A roadside bomb exploded near a primary school in a predominantly-Shiite area in southern Iraq today, killing two boys and injuring four others.
The incident happened at about 7.45am local time in the Bashrogiya area near Kut, about 100 miles south east of Baghdad, police Lt Othman al-Rawi said.
Meanwhile a large explosion shook the city of Samarra, 60 miles north of Baghdad, early today, damaging the golden dome of one of the country’s most famous Shiite religious shrines, police and witnesses said. There were no reports of casualties.
The blast occurred about 6.55am at the Askariya Shrine, which contains the tombs of two revered Shiite imams, police Capt Laith Mohammed said. It was the third major attack on a Shiite target in as many days after two deadly attacks in Shiite parts of Baghdad.
US and Iraqi forces surrounded the shrine, famous for its golden dome, and began searching houses in the area. Residents and police said damage to the dome was extensive.
Religious leaders at other mosques and shrines throughout the city denounced the attack in statements read over loudspeakers from minarets.

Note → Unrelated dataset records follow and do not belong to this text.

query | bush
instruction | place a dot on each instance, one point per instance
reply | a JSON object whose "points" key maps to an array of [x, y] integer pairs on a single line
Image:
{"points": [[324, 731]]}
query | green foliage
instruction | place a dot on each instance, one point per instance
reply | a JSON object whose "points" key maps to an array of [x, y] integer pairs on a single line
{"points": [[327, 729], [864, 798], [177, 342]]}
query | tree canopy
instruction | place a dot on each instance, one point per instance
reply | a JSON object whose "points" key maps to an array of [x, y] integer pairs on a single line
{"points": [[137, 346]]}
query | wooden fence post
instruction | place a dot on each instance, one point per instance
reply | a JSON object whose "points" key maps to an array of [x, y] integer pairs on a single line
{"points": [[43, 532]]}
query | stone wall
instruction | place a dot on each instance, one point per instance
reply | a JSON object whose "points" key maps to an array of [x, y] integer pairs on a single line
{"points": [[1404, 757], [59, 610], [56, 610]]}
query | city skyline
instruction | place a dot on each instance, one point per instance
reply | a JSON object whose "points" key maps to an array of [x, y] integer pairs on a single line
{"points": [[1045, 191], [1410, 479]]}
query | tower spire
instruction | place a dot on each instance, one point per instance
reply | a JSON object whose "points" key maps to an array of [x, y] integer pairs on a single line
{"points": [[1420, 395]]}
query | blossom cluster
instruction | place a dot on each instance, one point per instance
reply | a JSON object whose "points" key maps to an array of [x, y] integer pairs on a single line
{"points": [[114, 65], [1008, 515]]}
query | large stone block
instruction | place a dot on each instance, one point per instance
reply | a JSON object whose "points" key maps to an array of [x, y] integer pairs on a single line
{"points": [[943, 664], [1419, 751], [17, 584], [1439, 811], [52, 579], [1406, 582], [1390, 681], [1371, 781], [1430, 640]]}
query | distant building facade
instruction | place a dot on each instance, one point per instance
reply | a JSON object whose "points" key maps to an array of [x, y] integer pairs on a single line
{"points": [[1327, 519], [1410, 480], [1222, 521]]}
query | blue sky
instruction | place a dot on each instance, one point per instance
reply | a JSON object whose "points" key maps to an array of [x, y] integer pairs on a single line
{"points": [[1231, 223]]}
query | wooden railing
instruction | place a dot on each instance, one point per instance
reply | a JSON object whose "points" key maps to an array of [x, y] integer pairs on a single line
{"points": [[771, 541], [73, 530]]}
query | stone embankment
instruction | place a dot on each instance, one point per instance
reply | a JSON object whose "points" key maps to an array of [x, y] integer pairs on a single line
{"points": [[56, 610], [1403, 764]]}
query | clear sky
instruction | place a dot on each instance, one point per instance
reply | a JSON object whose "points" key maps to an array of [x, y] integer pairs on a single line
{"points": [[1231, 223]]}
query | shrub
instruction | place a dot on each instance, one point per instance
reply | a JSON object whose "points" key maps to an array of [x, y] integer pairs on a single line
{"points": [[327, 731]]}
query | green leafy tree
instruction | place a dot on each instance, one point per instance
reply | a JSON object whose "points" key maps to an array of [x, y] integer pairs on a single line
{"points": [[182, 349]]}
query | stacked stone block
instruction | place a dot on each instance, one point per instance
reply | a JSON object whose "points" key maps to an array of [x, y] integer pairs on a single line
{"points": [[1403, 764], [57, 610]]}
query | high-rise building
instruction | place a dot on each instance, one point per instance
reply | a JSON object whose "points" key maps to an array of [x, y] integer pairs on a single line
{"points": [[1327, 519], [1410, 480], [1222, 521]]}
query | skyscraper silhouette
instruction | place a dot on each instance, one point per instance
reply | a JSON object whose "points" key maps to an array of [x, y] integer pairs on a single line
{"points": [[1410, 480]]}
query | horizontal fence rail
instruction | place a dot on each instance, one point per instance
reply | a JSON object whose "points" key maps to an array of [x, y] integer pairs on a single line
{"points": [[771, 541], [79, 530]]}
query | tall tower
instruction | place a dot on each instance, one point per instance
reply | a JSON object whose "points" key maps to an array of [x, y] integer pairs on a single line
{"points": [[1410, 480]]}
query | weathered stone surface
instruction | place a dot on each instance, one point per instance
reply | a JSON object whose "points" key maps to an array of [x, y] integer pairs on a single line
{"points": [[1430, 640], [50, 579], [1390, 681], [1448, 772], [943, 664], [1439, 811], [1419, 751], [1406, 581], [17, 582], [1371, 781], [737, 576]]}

The shrine contains the tombs of the 10th and 11th imams, Ali al-Hadi who died in 868 AD and his son Hassan al-Askari who died in 874 AD and is visited by Shiite pilgrims from throughout the Muslim world. They were descendants of the Prophet Mohammad.
Imam Hassan was the father of Imam Mohammed al-Mahdi, the “hidden imam” who Shiites believe is still alive and will return some day to restore justice to the world.
There have been a series of attacks in heavily Shiite areas in recent days, raising fears of an escalation in sectarian violence.
At least 22 people were killed when a car bomb exploded in a street packed with shoppers in a Shiite section of Baghdad’s Dora neighbourhood yesterday, and 12 people died on Monday when a suicide bomber detonated an explosives belt on a bus in the capital’s Kazimiyah district.